Above all, remember that it’s your responsibility to avoid falling for any of these common Bitcoin and crypto scams. Self-custody gives you back control over your assets and financial future, but it also means the responsibility to protect yourself is all yours.
This article should have given you a primer on some of the most common Bitcoin and crypto scams, so now you can venture forth armed with a little more knowledge of how to protect yourself as you explore all that crypto has to offer.
Have You Already Been Scammed? We Can Help!
Let’s talk. The team here at The Crypto Lawyers are very experienced at tracking down lost or stolen coins and trying to bring the scammers to Justice.
The best thing you can do right now is schedule a time to talk to us.
Time is really of the essence here. The longer your coins are out of your possession, the harder it is to get them back.
What are the most common Bitcoin and crypto scams?
Some of the most common Bitcoin and crypto scams include seed phrase phishing, free giveaways, Ponzi investment schemes, rugpulls, and malware. There are many different types of each scam, so read on to learn how to recognize them and protect yourself.
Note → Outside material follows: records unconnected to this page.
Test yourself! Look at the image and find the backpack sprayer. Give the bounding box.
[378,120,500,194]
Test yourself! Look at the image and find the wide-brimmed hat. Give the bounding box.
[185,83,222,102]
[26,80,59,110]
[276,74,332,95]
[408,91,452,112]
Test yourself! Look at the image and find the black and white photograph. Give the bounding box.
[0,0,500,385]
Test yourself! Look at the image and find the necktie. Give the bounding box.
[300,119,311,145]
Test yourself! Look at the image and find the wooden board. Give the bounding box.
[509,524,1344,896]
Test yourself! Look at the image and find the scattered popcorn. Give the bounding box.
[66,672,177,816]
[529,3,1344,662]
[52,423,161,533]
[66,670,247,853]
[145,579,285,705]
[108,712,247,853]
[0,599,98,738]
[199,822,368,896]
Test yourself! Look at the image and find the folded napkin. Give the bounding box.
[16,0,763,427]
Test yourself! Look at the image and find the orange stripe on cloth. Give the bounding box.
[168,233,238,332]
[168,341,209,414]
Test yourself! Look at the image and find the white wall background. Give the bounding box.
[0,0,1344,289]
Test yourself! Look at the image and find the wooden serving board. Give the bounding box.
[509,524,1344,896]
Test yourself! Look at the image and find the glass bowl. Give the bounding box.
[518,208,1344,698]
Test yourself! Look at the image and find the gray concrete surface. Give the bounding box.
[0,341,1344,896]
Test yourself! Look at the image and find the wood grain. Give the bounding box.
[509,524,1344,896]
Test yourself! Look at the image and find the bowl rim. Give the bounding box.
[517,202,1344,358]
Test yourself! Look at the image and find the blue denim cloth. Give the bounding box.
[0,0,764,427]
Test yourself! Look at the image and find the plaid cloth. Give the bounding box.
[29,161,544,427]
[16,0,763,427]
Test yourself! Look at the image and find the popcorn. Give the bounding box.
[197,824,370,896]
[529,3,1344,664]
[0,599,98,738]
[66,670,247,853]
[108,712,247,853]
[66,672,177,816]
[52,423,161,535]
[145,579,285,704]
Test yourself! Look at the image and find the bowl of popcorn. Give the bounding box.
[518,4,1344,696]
How can I protect myself from Bitcoin and crypto scams?
The exact answer varies depending on the type of scam, but there are some general rules you can use to keep yourself as safe as possible. First and foremost, keep your seed phrase in a secure location. A piece of paper is much too fragile to store any real amount of money on, so use a Billfodl for cold storage, and a hardware wallet if you transact often. Apart from that, keep the fact that you own crypto to yourself, if possible. A low profile makes you less of a target. And finally, use common sense. If it seems too good to be true, it probably is.
How much money has been lost to crypto hacks and scams?
The answer is hard to determine exactly, but it’s in the billions of dollars. The 850,000 BTC lost from Mt. Gox alone would today be worth over $32 billion.